La cocina era pequeña y oscura. Había un viejo armario y una heladera eléctrica, blanca, pequeña y reluciente, y sobre una repisa, en la pared, una pequeña radio de baquelita, de un color verde. La nena canturreaba ensimismada mientras comía el huevo frito. Sobre la mesa había una yerbera de madera, con un paisaje pintado sobre la superficie de los recipientes; el mate se hallaba apoyado contra ella pero la pava estaba en el suelo, junto a la silla de Dora, sobre una revista.

Se sentó junto a Dora, frente a la hermana.

– ¿Qué hora es? -dijo Dora.

– Nueve -dijo, mirando su reloj.

La hermana de Dora lo miraba con sonriente curiosidad.

– Hoy entro a las diez -dijo Dora.

– ¿Así que usted va a buscarla todas las mañanas? -dijo la hermana de Dora.

– ¿Eh? -dijo. Enrojeció-. Sí. Todas las mañanas.

– A las siete -dijo Dora-. Me lleva hasta la pensión.

– Mami -dijo la nena-. Quiero otro huevo frito.

– Sí -dijo-. Hasta la pensión. Todas las mañanas.

– Cállese la boca -dijo la hermana de Dora a su hija.

– Vámonos ya -dijo él.

Dora sonreía malévolamente.

– No -dijo-. Quedémonos un momento. Es temprano todavía.

Se oyó toser al hombre rubio en la habitación delantera; era un carraspeo obstinado y distraído.

Recordó a Dora, al final del verano, su encogida figura resaltando contra la mórbida mañana cálida ascendiendo entre los árboles: la cuchara detenida en medio del trayecto hasta la boca, el rostro tocado por una expresión reflexiva y nostálgica: "Sangré toda la noche. Pensé que iba a morirme", hasta que, desplazando el recuerdo, emergió de nuevo aquel calor obsceno y carnal, sibilino y murmurante: levantarse a las ocho de la mañana, detener el Chevrolet frente a la estación, el paréntesis para el almuerzo, el regreso a la parada de taxis, la cena y a la cama.

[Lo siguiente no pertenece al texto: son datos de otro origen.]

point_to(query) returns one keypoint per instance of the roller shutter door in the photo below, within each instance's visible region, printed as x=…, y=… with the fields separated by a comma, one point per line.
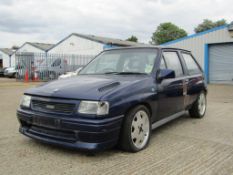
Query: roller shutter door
x=221, y=63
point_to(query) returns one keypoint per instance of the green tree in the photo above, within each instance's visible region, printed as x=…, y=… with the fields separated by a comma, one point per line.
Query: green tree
x=208, y=24
x=166, y=32
x=133, y=39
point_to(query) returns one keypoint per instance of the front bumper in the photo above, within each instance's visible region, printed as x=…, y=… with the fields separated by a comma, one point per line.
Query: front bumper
x=9, y=74
x=88, y=134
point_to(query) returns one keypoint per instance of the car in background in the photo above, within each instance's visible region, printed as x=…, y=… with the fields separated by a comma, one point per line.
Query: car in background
x=70, y=74
x=117, y=99
x=2, y=71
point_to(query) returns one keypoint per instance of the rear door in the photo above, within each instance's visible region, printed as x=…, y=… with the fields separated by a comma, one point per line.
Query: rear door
x=171, y=91
x=195, y=79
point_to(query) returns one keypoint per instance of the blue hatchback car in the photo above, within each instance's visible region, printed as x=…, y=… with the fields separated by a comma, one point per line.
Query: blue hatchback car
x=118, y=98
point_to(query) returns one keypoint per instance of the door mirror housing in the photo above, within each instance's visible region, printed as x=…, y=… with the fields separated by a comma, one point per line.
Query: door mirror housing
x=165, y=74
x=78, y=70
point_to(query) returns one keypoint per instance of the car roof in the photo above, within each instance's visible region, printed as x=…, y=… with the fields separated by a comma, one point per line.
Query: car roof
x=147, y=47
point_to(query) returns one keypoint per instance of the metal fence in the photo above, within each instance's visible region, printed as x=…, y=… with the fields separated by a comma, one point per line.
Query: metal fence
x=45, y=67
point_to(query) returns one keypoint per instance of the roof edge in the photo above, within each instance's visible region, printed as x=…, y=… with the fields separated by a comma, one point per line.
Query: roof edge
x=195, y=35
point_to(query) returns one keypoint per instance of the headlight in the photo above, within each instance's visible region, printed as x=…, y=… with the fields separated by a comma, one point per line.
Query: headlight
x=94, y=107
x=25, y=101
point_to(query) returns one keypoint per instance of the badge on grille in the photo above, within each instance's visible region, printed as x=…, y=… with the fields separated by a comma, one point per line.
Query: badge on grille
x=50, y=106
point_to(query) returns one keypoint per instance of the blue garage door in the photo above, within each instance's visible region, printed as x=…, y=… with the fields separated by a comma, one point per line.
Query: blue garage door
x=221, y=63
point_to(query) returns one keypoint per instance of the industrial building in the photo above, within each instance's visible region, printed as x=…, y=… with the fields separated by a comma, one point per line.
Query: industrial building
x=213, y=49
x=34, y=47
x=6, y=58
x=81, y=44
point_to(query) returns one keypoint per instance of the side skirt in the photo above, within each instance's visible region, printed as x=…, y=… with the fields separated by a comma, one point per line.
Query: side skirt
x=167, y=119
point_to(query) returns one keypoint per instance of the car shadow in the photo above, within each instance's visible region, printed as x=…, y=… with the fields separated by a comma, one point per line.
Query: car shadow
x=109, y=152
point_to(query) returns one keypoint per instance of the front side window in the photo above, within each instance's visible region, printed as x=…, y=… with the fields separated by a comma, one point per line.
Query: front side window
x=173, y=62
x=192, y=66
x=122, y=61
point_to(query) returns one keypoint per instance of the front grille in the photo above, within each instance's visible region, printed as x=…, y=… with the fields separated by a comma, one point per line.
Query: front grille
x=54, y=134
x=45, y=106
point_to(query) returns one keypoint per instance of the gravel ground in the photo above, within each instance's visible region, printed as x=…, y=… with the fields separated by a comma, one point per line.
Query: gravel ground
x=184, y=146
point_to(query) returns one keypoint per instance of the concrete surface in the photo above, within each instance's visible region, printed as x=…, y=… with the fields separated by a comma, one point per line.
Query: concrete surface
x=184, y=146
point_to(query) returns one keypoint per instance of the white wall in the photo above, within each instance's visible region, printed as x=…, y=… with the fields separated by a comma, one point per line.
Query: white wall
x=196, y=43
x=5, y=59
x=29, y=48
x=77, y=45
x=13, y=60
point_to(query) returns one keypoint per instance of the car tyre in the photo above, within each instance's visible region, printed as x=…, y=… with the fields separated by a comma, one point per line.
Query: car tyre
x=198, y=109
x=136, y=129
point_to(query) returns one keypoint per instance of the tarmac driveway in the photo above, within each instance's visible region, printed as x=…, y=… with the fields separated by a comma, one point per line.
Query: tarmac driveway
x=184, y=146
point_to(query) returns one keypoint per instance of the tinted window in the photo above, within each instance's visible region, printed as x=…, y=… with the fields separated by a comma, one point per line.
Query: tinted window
x=162, y=64
x=191, y=64
x=173, y=62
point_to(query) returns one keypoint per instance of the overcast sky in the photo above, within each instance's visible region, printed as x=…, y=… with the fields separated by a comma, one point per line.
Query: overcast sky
x=52, y=20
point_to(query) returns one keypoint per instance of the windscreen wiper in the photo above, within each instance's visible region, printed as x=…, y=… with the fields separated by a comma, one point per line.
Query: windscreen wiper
x=125, y=73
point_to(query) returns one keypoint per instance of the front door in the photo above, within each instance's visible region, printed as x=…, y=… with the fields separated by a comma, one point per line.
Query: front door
x=171, y=92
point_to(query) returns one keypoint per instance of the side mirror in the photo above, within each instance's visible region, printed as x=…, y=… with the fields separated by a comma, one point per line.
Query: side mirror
x=78, y=70
x=165, y=74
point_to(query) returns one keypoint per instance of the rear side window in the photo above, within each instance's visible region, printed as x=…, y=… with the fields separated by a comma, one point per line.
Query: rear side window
x=192, y=66
x=173, y=62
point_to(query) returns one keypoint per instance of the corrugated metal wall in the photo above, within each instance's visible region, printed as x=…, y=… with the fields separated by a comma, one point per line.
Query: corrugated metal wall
x=221, y=63
x=196, y=43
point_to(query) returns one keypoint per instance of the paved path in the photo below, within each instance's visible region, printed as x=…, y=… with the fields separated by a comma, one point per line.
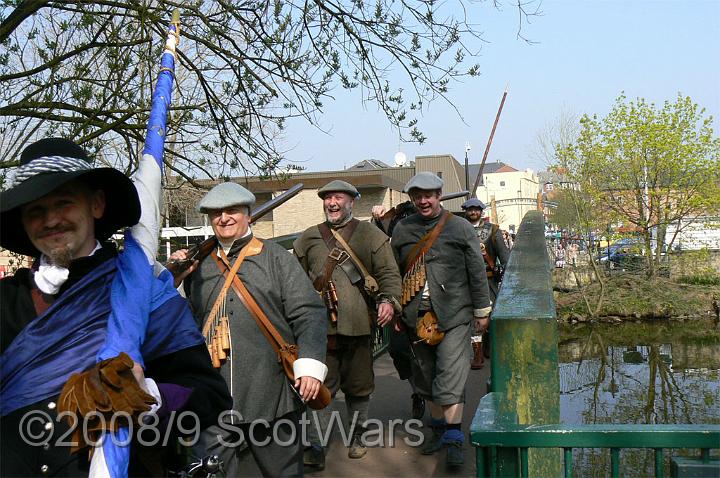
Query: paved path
x=391, y=400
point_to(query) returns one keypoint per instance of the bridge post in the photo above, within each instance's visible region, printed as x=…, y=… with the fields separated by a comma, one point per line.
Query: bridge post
x=524, y=350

– Se hace tarde -dijo -. Tengo que ir al centro.

Dora continuaba sonriendo con malevolencia. La hermana desplazaba su mirada del uno al otro con expresión simpática.

– Quédense a hacerme un poco de compañía -dijo-. Antonio toma el servicio dentro de un rato.

De nuevo la lenta mañana cálida ascendiendo; y en seguida, "Hace frío. Vamonos."

Enrojeció. Creyó que iba a sentirse a punto de llorar.